# First batch ready for heat treatment



## stereo.pete (Sep 27, 2014)

Well, my first batch of knives is ready for heat treatment. This is my first batch since the construction of the new shop (granted there's more to do with the shop) and I will be sending them out to Peter's. I have 3 pairing/petty knifes, 2 hunters and a camp knife. All blades were done in O1 tool steel with the 2 hunters and camp knife being 1/8" stock and the petty's being 1/16th stock.


----------



## ShaggySean (Sep 27, 2014)

Looking good the new shop must be fun as hell


----------



## marc4pt0 (Sep 27, 2014)

I want a new shop. Or an old shop for that matter.
So I can do cool things like this in it!


----------



## Bill13 (Sep 27, 2014)

Pete,

Those look nice. Here's hoping your shop is heated as winter will soon be here.


----------



## Dave Martell (Sep 27, 2014)

Just wait till you grind on that O1 post HT.


----------



## stereo.pete (Sep 28, 2014)

Dave Martell said:


> Just wait till you grind on that O1 post HT.

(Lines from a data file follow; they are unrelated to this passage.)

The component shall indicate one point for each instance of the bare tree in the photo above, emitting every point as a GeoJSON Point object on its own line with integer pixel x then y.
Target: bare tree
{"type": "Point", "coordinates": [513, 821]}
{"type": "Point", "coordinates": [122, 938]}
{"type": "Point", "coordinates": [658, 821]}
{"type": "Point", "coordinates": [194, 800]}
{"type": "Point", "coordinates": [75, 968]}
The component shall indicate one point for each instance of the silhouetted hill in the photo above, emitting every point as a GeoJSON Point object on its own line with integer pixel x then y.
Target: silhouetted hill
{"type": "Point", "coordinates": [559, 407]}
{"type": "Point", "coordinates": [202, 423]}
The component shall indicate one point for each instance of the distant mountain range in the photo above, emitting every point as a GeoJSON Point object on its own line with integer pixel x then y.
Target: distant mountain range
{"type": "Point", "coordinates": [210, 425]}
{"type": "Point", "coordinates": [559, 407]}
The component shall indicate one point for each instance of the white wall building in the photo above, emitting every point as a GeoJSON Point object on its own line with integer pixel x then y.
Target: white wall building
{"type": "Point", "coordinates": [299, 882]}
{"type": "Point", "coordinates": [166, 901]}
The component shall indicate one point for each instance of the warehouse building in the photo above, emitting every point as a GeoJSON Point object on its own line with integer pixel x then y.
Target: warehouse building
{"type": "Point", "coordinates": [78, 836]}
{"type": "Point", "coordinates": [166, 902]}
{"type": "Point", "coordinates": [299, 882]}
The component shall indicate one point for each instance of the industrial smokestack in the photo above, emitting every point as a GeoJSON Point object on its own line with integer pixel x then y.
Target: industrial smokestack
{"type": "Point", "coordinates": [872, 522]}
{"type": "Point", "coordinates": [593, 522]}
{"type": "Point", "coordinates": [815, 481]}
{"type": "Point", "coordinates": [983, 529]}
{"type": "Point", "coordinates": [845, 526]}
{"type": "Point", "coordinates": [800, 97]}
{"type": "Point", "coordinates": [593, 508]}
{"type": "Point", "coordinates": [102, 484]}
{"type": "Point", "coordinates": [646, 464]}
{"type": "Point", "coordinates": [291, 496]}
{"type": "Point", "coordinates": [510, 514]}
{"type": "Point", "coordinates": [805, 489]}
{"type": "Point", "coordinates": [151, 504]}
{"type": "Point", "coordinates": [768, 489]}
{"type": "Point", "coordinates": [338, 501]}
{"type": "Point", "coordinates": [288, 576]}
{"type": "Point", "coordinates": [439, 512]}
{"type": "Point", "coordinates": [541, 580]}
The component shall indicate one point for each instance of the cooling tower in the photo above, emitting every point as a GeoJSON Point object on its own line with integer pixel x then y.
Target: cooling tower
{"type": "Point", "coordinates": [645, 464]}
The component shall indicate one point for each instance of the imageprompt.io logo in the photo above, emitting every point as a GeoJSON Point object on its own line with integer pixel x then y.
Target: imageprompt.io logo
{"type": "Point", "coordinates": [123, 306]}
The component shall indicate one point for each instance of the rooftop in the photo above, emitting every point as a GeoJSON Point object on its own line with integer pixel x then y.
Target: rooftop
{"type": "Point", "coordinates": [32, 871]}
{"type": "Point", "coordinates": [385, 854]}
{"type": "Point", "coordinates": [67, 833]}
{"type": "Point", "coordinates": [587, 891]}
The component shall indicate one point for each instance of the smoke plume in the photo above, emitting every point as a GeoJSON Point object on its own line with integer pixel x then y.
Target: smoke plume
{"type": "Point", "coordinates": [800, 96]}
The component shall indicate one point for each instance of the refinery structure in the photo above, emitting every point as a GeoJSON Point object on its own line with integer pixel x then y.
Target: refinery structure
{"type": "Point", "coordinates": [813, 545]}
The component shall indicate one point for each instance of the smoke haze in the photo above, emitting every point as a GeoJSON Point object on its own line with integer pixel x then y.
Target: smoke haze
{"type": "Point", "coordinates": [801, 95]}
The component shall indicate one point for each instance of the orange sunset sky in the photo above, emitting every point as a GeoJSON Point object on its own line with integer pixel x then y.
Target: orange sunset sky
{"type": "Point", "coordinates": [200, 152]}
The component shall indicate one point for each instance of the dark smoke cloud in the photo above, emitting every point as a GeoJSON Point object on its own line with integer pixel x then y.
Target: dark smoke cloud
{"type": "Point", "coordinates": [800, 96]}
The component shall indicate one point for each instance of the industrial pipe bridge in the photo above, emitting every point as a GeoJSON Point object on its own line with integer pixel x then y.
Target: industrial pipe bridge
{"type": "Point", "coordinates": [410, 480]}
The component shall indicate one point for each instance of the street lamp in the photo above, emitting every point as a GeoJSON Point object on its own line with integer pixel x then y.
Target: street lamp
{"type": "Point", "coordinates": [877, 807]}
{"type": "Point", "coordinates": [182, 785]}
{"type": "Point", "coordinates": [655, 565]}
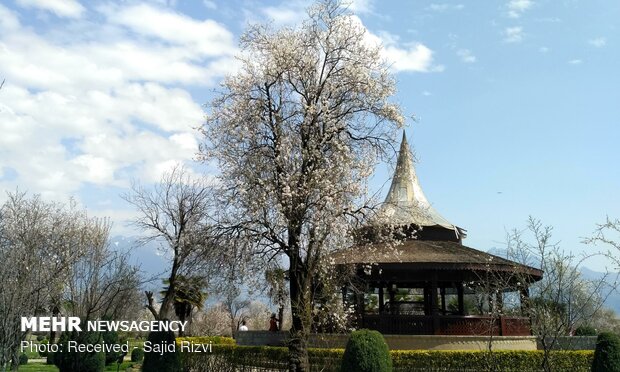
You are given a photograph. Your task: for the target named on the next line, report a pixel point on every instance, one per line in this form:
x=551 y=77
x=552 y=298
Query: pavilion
x=422 y=280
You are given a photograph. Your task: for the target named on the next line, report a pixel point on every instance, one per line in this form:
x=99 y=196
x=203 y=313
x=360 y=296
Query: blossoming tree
x=296 y=133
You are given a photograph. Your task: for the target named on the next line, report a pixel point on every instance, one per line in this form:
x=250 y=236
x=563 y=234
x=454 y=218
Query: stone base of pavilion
x=396 y=342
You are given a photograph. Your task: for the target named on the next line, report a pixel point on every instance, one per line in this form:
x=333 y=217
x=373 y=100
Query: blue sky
x=517 y=100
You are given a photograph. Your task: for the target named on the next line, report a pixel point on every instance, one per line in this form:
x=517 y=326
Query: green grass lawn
x=39 y=367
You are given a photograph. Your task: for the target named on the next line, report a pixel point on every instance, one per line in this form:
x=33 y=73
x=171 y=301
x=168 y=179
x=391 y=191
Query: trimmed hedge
x=137 y=355
x=215 y=340
x=607 y=353
x=165 y=361
x=232 y=357
x=366 y=351
x=78 y=361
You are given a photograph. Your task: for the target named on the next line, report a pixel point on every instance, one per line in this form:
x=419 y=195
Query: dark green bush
x=366 y=351
x=329 y=360
x=607 y=353
x=137 y=355
x=43 y=353
x=50 y=359
x=111 y=338
x=215 y=340
x=585 y=330
x=69 y=361
x=161 y=362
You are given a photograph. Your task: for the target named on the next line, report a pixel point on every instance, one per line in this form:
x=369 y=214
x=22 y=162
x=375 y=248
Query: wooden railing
x=447 y=325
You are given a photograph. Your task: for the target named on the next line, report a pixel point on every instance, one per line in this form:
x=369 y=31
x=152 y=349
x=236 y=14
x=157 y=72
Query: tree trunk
x=300 y=314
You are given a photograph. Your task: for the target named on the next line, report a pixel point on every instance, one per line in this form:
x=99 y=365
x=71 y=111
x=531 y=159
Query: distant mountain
x=149 y=257
x=612 y=301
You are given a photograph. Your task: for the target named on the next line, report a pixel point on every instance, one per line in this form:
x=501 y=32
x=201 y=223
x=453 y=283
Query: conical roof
x=406 y=203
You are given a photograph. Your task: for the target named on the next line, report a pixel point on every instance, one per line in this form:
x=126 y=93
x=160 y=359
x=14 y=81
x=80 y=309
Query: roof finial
x=406 y=202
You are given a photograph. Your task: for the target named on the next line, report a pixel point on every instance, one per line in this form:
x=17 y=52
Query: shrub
x=366 y=351
x=69 y=361
x=50 y=358
x=43 y=353
x=111 y=338
x=224 y=357
x=137 y=355
x=607 y=353
x=585 y=330
x=215 y=340
x=155 y=361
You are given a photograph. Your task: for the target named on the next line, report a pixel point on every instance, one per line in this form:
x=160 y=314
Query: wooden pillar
x=524 y=297
x=461 y=298
x=392 y=294
x=442 y=290
x=381 y=305
x=434 y=312
x=499 y=301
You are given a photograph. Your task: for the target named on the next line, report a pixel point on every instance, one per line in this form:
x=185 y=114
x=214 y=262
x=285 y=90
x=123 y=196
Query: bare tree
x=297 y=132
x=563 y=299
x=607 y=234
x=174 y=212
x=102 y=282
x=39 y=244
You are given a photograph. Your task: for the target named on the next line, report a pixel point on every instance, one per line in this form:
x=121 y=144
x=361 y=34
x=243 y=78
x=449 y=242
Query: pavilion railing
x=469 y=325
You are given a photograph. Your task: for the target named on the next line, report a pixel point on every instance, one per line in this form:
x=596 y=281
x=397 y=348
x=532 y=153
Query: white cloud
x=517 y=7
x=513 y=34
x=598 y=42
x=206 y=37
x=466 y=55
x=442 y=7
x=361 y=6
x=209 y=4
x=109 y=105
x=62 y=8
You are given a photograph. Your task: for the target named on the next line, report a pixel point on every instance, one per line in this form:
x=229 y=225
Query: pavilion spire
x=405 y=202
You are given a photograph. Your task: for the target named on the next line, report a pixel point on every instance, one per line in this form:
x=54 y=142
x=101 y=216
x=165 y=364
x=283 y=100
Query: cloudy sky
x=517 y=101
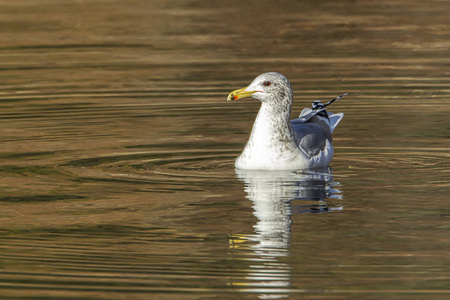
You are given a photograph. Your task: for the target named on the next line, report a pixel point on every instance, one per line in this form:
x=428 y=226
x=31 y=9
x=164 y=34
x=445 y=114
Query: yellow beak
x=238 y=94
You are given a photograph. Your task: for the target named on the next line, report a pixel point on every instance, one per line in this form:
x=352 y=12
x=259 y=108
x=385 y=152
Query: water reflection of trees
x=276 y=196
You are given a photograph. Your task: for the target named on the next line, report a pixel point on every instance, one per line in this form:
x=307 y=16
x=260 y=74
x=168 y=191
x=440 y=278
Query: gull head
x=269 y=87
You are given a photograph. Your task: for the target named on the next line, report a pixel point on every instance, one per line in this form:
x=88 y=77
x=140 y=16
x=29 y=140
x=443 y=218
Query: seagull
x=279 y=143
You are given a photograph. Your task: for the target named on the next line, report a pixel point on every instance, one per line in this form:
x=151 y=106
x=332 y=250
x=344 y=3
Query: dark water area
x=117 y=151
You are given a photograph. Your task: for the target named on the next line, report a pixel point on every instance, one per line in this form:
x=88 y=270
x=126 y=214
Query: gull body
x=279 y=143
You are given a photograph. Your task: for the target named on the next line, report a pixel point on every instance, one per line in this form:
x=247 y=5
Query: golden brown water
x=117 y=150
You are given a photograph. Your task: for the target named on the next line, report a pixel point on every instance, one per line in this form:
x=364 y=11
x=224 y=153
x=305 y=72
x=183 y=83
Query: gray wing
x=312 y=134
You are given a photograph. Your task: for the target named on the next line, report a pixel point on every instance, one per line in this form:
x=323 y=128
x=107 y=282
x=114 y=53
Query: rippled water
x=117 y=151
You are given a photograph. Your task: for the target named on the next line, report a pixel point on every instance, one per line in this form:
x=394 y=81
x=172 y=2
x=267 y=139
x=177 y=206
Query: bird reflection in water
x=276 y=195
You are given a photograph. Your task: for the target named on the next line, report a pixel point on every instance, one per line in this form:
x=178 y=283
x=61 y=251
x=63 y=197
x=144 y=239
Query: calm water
x=117 y=148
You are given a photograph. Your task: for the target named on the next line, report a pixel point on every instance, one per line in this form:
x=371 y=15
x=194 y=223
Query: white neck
x=272 y=135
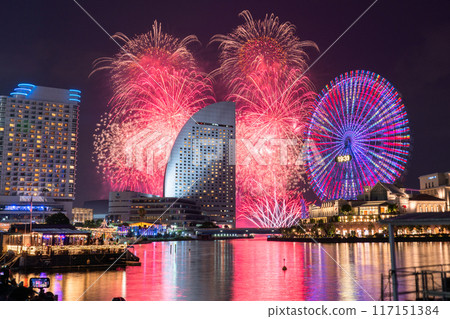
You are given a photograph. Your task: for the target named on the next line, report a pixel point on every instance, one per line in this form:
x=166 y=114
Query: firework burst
x=157 y=88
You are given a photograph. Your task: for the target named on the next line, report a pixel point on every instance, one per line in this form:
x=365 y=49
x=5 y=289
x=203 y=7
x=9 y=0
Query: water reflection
x=247 y=269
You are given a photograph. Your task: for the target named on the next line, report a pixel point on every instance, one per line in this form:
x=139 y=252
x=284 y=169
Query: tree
x=57 y=219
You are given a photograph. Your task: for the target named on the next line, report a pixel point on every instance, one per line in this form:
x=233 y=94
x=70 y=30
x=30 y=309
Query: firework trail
x=262 y=62
x=157 y=88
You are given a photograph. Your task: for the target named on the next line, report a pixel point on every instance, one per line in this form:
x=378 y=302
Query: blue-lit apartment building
x=38 y=149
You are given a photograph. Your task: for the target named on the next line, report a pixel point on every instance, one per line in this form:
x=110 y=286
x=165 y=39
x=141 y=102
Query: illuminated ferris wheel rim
x=360 y=135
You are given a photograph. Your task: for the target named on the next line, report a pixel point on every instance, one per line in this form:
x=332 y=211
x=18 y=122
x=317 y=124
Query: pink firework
x=157 y=88
x=263 y=63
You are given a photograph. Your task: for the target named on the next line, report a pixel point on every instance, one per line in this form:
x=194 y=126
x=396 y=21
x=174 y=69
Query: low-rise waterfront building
x=81 y=215
x=132 y=207
x=437 y=185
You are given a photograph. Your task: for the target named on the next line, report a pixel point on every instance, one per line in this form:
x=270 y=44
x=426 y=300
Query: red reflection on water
x=258 y=273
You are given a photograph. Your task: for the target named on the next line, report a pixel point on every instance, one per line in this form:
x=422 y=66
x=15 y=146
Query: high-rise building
x=38 y=149
x=201 y=165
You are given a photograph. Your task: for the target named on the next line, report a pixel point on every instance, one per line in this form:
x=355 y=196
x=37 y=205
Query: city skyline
x=419 y=84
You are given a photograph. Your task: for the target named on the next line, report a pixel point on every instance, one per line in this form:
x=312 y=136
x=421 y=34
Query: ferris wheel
x=358 y=135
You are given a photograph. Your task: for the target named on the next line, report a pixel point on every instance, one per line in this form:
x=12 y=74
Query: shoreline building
x=201 y=165
x=38 y=151
x=135 y=207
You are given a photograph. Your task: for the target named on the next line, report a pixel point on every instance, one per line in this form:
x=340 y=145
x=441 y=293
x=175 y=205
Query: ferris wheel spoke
x=359 y=114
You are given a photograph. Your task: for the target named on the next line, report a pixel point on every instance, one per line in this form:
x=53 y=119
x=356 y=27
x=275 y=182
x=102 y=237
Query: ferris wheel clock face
x=358 y=135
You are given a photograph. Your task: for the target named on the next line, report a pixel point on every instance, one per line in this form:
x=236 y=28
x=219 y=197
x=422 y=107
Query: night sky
x=53 y=43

LOL, I think I know what you mean already. I've work hardened a few pieces already from the grinder, which prevented me from using a file to clean up some areas. I guess that's a caveat of using O1, at least from what I hear. I just ordered a sheet of 52100, so we'll see how that fairs versus the O1.


----------



## stereo.pete (Oct 14, 2014)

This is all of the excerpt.